Burger’s committee is working “hand and glove” with Philadelphia residential developer Carl Dranoff on the latest plan.
Burger said the earliest phases of the project would feature 600 to 800 residential units, with expansion from there. The retail would be “complementary,” geared toward meeting the needs of Downtown residents, such as groceries and dry cleaning.
The Murphy administration wants to give Dranoff a chance to develop a comprehensive plan for the corridor before considering other approaches, including the possibility of selling off URA-owned properties.

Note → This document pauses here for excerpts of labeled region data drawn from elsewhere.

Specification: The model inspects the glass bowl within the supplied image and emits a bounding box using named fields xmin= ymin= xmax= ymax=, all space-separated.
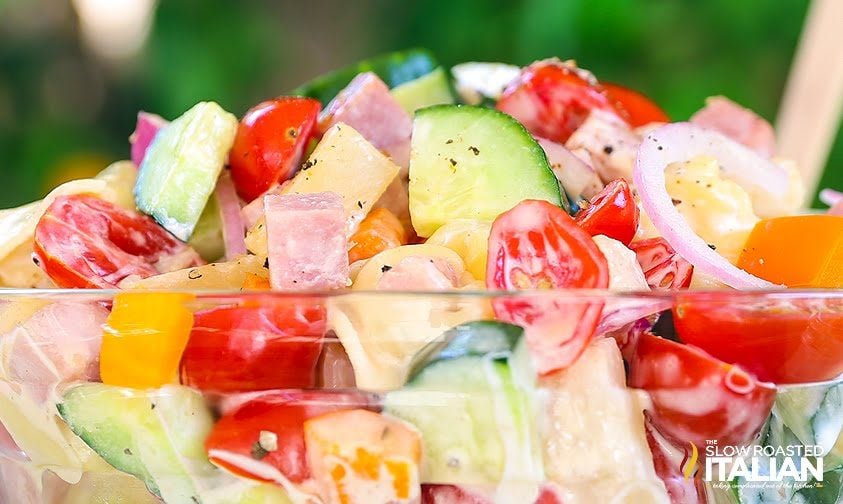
xmin=0 ymin=290 xmax=843 ymax=504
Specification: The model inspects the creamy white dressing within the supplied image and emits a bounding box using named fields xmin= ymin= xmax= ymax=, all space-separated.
xmin=483 ymin=354 xmax=544 ymax=504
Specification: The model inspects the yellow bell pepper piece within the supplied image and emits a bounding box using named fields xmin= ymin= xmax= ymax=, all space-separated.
xmin=100 ymin=292 xmax=193 ymax=389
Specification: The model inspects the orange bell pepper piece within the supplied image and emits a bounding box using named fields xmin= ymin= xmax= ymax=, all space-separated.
xmin=348 ymin=208 xmax=408 ymax=263
xmin=304 ymin=409 xmax=422 ymax=504
xmin=240 ymin=273 xmax=269 ymax=290
xmin=100 ymin=292 xmax=193 ymax=389
xmin=737 ymin=215 xmax=843 ymax=289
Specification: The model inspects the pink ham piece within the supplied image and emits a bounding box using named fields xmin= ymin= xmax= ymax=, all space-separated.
xmin=319 ymin=72 xmax=413 ymax=171
xmin=375 ymin=256 xmax=459 ymax=291
xmin=691 ymin=96 xmax=776 ymax=158
xmin=565 ymin=110 xmax=641 ymax=184
xmin=0 ymin=301 xmax=108 ymax=400
xmin=129 ymin=112 xmax=170 ymax=168
xmin=264 ymin=192 xmax=348 ymax=290
xmin=536 ymin=137 xmax=603 ymax=199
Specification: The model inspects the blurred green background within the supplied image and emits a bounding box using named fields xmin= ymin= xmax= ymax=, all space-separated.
xmin=0 ymin=0 xmax=843 ymax=207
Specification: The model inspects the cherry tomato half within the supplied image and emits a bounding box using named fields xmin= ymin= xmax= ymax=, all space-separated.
xmin=574 ymin=179 xmax=639 ymax=245
xmin=229 ymin=96 xmax=321 ymax=202
xmin=600 ymin=82 xmax=670 ymax=128
xmin=629 ymin=237 xmax=694 ymax=290
xmin=486 ymin=200 xmax=609 ymax=374
xmin=497 ymin=60 xmax=621 ymax=144
xmin=673 ymin=294 xmax=843 ymax=383
xmin=34 ymin=194 xmax=204 ymax=289
xmin=181 ymin=297 xmax=326 ymax=392
xmin=629 ymin=334 xmax=776 ymax=447
xmin=205 ymin=391 xmax=371 ymax=483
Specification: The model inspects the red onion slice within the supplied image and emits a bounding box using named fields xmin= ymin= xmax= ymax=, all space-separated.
xmin=215 ymin=171 xmax=246 ymax=261
xmin=633 ymin=123 xmax=787 ymax=289
xmin=129 ymin=112 xmax=170 ymax=168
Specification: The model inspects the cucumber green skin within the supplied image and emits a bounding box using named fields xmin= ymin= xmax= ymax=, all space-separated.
xmin=431 ymin=320 xmax=524 ymax=362
xmin=135 ymin=102 xmax=238 ymax=242
xmin=384 ymin=357 xmax=511 ymax=485
xmin=410 ymin=105 xmax=565 ymax=237
xmin=292 ymin=49 xmax=439 ymax=106
xmin=58 ymin=383 xmax=217 ymax=504
xmin=773 ymin=380 xmax=843 ymax=453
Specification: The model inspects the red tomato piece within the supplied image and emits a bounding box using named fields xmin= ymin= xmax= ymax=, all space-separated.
xmin=629 ymin=237 xmax=694 ymax=290
xmin=181 ymin=297 xmax=326 ymax=392
xmin=34 ymin=194 xmax=204 ymax=289
xmin=673 ymin=294 xmax=843 ymax=383
xmin=497 ymin=60 xmax=620 ymax=144
xmin=644 ymin=422 xmax=707 ymax=504
xmin=421 ymin=485 xmax=492 ymax=504
xmin=228 ymin=96 xmax=321 ymax=202
xmin=629 ymin=334 xmax=776 ymax=447
xmin=486 ymin=200 xmax=609 ymax=374
xmin=574 ymin=179 xmax=639 ymax=245
xmin=205 ymin=391 xmax=373 ymax=483
xmin=600 ymin=82 xmax=670 ymax=128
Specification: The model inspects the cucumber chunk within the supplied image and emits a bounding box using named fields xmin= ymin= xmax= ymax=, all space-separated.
xmin=135 ymin=102 xmax=237 ymax=241
xmin=391 ymin=67 xmax=454 ymax=116
xmin=410 ymin=105 xmax=562 ymax=237
xmin=410 ymin=320 xmax=524 ymax=379
xmin=773 ymin=380 xmax=843 ymax=453
xmin=384 ymin=356 xmax=541 ymax=490
xmin=292 ymin=49 xmax=439 ymax=105
xmin=58 ymin=383 xmax=216 ymax=504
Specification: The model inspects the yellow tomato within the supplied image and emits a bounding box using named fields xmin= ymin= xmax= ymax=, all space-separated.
xmin=100 ymin=292 xmax=193 ymax=388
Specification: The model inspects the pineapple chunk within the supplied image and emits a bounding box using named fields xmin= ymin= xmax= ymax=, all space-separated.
xmin=246 ymin=123 xmax=399 ymax=257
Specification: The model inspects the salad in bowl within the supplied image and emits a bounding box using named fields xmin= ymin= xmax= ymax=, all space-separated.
xmin=0 ymin=50 xmax=843 ymax=504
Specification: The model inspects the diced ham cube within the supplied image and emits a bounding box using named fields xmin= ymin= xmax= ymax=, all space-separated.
xmin=536 ymin=137 xmax=603 ymax=199
xmin=565 ymin=110 xmax=641 ymax=184
xmin=376 ymin=256 xmax=459 ymax=291
xmin=691 ymin=96 xmax=776 ymax=158
xmin=319 ymin=72 xmax=413 ymax=170
xmin=264 ymin=192 xmax=348 ymax=290
xmin=0 ymin=302 xmax=108 ymax=400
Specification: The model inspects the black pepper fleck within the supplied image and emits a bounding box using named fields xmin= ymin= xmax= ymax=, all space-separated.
xmin=252 ymin=441 xmax=269 ymax=460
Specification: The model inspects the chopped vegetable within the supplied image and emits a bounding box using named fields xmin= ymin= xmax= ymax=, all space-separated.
xmin=737 ymin=215 xmax=843 ymax=289
xmin=486 ymin=200 xmax=609 ymax=374
xmin=229 ymin=98 xmax=321 ymax=202
xmin=135 ymin=102 xmax=237 ymax=241
xmin=100 ymin=292 xmax=193 ymax=389
xmin=34 ymin=194 xmax=203 ymax=288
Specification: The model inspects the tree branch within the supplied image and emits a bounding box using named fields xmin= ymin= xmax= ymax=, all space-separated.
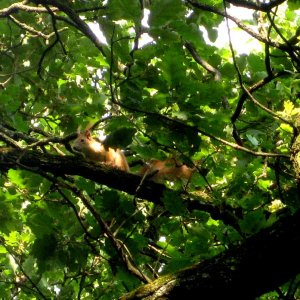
xmin=0 ymin=148 xmax=241 ymax=230
xmin=121 ymin=211 xmax=300 ymax=300
xmin=226 ymin=0 xmax=286 ymax=12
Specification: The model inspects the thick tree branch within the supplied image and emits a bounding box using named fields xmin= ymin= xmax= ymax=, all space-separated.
xmin=0 ymin=148 xmax=240 ymax=230
xmin=121 ymin=212 xmax=300 ymax=300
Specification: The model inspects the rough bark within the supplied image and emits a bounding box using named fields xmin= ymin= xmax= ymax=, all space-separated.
xmin=0 ymin=148 xmax=240 ymax=229
xmin=121 ymin=212 xmax=300 ymax=300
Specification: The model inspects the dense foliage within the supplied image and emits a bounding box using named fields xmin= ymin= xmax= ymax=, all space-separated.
xmin=0 ymin=0 xmax=300 ymax=299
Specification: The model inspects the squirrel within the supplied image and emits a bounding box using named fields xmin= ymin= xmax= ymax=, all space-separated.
xmin=140 ymin=158 xmax=195 ymax=183
xmin=72 ymin=126 xmax=129 ymax=172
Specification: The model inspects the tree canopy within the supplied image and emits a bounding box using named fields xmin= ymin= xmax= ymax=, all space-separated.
xmin=0 ymin=0 xmax=300 ymax=300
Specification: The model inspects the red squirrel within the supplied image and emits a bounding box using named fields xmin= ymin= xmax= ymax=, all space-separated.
xmin=72 ymin=126 xmax=129 ymax=172
xmin=140 ymin=158 xmax=195 ymax=182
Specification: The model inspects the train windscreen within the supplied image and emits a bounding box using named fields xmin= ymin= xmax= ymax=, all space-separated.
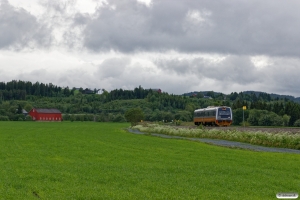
xmin=218 ymin=108 xmax=231 ymax=118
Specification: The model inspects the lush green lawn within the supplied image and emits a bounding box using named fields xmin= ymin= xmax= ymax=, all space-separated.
xmin=0 ymin=122 xmax=300 ymax=199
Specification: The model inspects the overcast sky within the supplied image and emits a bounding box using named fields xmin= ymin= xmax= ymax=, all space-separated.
xmin=0 ymin=0 xmax=300 ymax=97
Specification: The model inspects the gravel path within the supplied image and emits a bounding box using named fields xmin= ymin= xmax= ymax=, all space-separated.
xmin=127 ymin=129 xmax=300 ymax=154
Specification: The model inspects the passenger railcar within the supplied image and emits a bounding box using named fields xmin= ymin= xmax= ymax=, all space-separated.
xmin=194 ymin=106 xmax=232 ymax=126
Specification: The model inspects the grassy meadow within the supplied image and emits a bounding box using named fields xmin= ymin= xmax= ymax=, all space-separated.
xmin=0 ymin=122 xmax=300 ymax=200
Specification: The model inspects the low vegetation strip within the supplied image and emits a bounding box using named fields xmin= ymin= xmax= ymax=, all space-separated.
xmin=132 ymin=124 xmax=300 ymax=150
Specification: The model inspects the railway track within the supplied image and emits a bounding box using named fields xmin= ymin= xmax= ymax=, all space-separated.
xmin=186 ymin=126 xmax=300 ymax=134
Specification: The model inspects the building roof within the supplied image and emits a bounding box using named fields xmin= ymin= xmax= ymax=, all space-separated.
xmin=34 ymin=108 xmax=61 ymax=113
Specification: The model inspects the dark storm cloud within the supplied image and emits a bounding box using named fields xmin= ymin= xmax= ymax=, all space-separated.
xmin=84 ymin=0 xmax=300 ymax=56
xmin=0 ymin=0 xmax=51 ymax=49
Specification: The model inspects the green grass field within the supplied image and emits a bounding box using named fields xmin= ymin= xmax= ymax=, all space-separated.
xmin=0 ymin=122 xmax=300 ymax=200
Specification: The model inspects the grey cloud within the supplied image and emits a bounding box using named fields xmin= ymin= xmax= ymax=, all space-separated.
xmin=0 ymin=0 xmax=51 ymax=49
xmin=156 ymin=56 xmax=263 ymax=85
xmin=96 ymin=58 xmax=131 ymax=79
xmin=84 ymin=0 xmax=300 ymax=56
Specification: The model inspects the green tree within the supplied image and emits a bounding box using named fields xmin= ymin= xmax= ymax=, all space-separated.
xmin=125 ymin=108 xmax=144 ymax=126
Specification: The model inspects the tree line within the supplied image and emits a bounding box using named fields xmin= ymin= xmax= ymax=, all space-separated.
xmin=0 ymin=81 xmax=300 ymax=126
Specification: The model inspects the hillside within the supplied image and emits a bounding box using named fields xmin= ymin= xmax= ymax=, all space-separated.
xmin=0 ymin=81 xmax=300 ymax=126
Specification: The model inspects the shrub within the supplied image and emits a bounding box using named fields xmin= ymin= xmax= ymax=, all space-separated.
xmin=0 ymin=116 xmax=9 ymax=121
xmin=294 ymin=119 xmax=300 ymax=127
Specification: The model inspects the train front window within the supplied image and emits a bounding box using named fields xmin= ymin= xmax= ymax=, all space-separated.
xmin=218 ymin=108 xmax=231 ymax=118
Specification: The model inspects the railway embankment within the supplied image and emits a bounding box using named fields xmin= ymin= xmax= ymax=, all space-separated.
xmin=131 ymin=124 xmax=300 ymax=153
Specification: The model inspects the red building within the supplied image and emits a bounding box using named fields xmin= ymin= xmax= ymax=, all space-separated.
xmin=29 ymin=108 xmax=62 ymax=121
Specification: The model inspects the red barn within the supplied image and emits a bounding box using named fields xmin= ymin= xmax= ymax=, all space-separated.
xmin=29 ymin=108 xmax=62 ymax=121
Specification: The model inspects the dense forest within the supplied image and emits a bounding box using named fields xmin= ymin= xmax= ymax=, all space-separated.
xmin=0 ymin=80 xmax=300 ymax=126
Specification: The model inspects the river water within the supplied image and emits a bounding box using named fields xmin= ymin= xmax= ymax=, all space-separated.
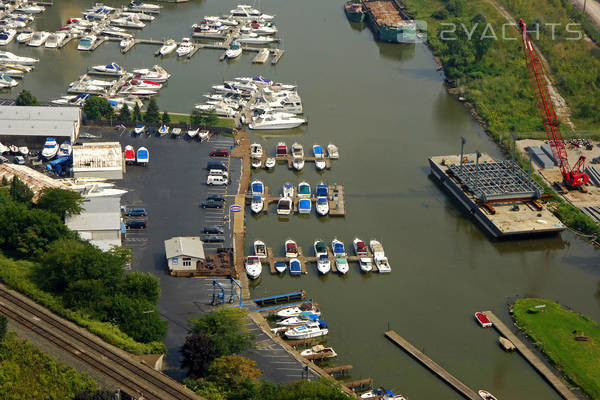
xmin=7 ymin=0 xmax=600 ymax=400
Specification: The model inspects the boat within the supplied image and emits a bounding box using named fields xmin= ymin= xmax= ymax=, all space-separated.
xmin=298 ymin=181 xmax=310 ymax=199
xmin=177 ymin=38 xmax=194 ymax=57
xmin=352 ymin=238 xmax=369 ymax=257
xmin=158 ymin=39 xmax=177 ymax=56
xmin=285 ymin=239 xmax=298 ymax=258
xmin=254 ymin=240 xmax=267 ymax=258
xmin=27 ymin=31 xmax=50 ymax=47
xmin=331 ymin=238 xmax=346 ymax=257
xmin=125 ymin=145 xmax=135 ymax=164
xmin=298 ymin=199 xmax=312 ymax=214
xmin=77 ymin=35 xmax=98 ymax=51
xmin=300 ymin=344 xmax=337 ymax=358
xmin=42 ymin=137 xmax=58 ymax=160
xmin=317 ymin=254 xmax=331 ymax=275
xmin=277 ymin=197 xmax=292 ymax=215
xmin=245 ymin=256 xmax=262 ymax=279
xmin=284 ymin=320 xmax=329 ymax=339
xmin=283 ymin=182 xmax=294 ymax=197
xmin=327 ymin=143 xmax=340 ymax=160
xmin=225 ymin=41 xmax=242 ymax=59
xmin=473 ymin=312 xmax=492 ymax=328
xmin=375 ymin=256 xmax=392 ymax=274
xmin=477 ymin=390 xmax=498 ymax=400
xmin=290 ymin=258 xmax=302 ymax=275
xmin=358 ymin=257 xmax=373 ymax=272
xmin=136 ymin=147 xmax=150 ymax=165
xmin=58 ymin=139 xmax=73 ymax=157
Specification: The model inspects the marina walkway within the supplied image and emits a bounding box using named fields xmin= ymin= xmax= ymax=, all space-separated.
xmin=483 ymin=311 xmax=578 ymax=400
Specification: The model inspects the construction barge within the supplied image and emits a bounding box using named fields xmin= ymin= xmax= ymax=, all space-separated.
xmin=361 ymin=0 xmax=417 ymax=43
xmin=429 ymin=154 xmax=566 ymax=239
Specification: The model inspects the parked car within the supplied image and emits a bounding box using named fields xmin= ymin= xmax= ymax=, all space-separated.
xmin=204 ymin=225 xmax=225 ymax=235
xmin=209 ymin=149 xmax=229 ymax=157
xmin=125 ymin=219 xmax=146 ymax=229
xmin=200 ymin=200 xmax=223 ymax=208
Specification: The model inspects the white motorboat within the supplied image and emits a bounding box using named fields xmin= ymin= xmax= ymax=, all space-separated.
xmin=254 ymin=240 xmax=267 ymax=258
xmin=375 ymin=256 xmax=392 ymax=274
xmin=317 ymin=255 xmax=331 ymax=275
xmin=0 ymin=29 xmax=17 ymax=46
xmin=284 ymin=239 xmax=298 ymax=258
xmin=158 ymin=39 xmax=177 ymax=56
xmin=77 ymin=35 xmax=98 ymax=51
xmin=284 ymin=321 xmax=329 ymax=339
xmin=225 ymin=41 xmax=242 ymax=59
xmin=245 ymin=256 xmax=262 ymax=279
xmin=27 ymin=31 xmax=50 ymax=47
xmin=177 ymin=38 xmax=194 ymax=57
xmin=358 ymin=257 xmax=373 ymax=272
xmin=42 ymin=137 xmax=58 ymax=160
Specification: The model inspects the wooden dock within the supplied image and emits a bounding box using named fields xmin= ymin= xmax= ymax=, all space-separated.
xmin=385 ymin=331 xmax=481 ymax=400
xmin=483 ymin=311 xmax=578 ymax=400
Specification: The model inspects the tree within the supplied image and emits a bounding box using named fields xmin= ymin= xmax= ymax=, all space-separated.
xmin=144 ymin=98 xmax=160 ymax=124
xmin=131 ymin=103 xmax=142 ymax=122
xmin=15 ymin=90 xmax=40 ymax=106
xmin=37 ymin=188 xmax=83 ymax=218
xmin=119 ymin=104 xmax=131 ymax=121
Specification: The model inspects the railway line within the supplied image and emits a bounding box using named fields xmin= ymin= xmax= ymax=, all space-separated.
xmin=0 ymin=285 xmax=202 ymax=400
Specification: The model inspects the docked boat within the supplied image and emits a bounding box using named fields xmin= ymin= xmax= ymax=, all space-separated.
xmin=298 ymin=199 xmax=312 ymax=214
xmin=284 ymin=321 xmax=329 ymax=339
xmin=42 ymin=137 xmax=58 ymax=160
xmin=177 ymin=38 xmax=194 ymax=57
xmin=298 ymin=181 xmax=310 ymax=199
xmin=285 ymin=239 xmax=298 ymax=258
xmin=245 ymin=256 xmax=262 ymax=279
xmin=473 ymin=312 xmax=492 ymax=328
xmin=277 ymin=197 xmax=292 ymax=215
xmin=317 ymin=254 xmax=331 ymax=275
xmin=158 ymin=39 xmax=177 ymax=56
xmin=327 ymin=143 xmax=340 ymax=160
xmin=125 ymin=145 xmax=135 ymax=164
xmin=136 ymin=147 xmax=150 ymax=165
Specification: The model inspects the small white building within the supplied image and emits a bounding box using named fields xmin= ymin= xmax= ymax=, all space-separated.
xmin=73 ymin=142 xmax=124 ymax=179
xmin=165 ymin=236 xmax=206 ymax=273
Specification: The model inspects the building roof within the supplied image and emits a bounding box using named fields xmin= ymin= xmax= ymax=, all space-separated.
xmin=165 ymin=236 xmax=204 ymax=259
xmin=73 ymin=142 xmax=123 ymax=172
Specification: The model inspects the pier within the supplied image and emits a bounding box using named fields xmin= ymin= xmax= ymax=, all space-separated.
xmin=483 ymin=311 xmax=578 ymax=400
xmin=385 ymin=331 xmax=481 ymax=400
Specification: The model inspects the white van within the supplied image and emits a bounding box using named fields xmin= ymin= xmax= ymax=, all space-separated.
xmin=206 ymin=175 xmax=227 ymax=186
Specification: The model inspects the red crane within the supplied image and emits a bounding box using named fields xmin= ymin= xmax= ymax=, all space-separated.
xmin=519 ymin=18 xmax=590 ymax=188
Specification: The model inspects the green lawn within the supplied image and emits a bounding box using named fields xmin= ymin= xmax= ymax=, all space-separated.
xmin=513 ymin=298 xmax=600 ymax=399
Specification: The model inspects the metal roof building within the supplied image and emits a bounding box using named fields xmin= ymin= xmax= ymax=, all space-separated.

Both Murphy and Burger believe that there’s a better chance of doing quality development if a developer has a large bank of properties to work with.
Federated Department Stores, the owner of the closed Lazarus-Macy’s, also has been open to a series of possible investors. But Burger said that to date he did not know of any sale or resolution of that property.
As for the convention center hotel, Murphy and Allegheny County Chief Executive Dan Onorato have set an end-of-January deadline for finalizing an agreement with Forest City on the hotel, which has been stuck in neutral for nearly two years.
Murphy said he is optimistic about getting an agreement, noting that Forest City and the city-county Sports & Exhibition Authority “are down to very few issues,” most of them involving design or minute contractual details.
“The broad parameters of the deal we all agree on,” he said.
If no agreement is reached, the city and county could end up rebidding the project, but Murphy said that is currently not under consideration.
“There would have to be substantial and irreconcilable differences for us to proceed to [rebid it] because we’ve come so far on the deal at this point. It’s been a lot of years of discussion,” he said.
The hotel project was stalled for a long time because of funding shortfalls. But that changed when the state Legislature earmarked $44 million for it from a $2 billion tourism and economic development fund to be financed through slot machine gambling revenues.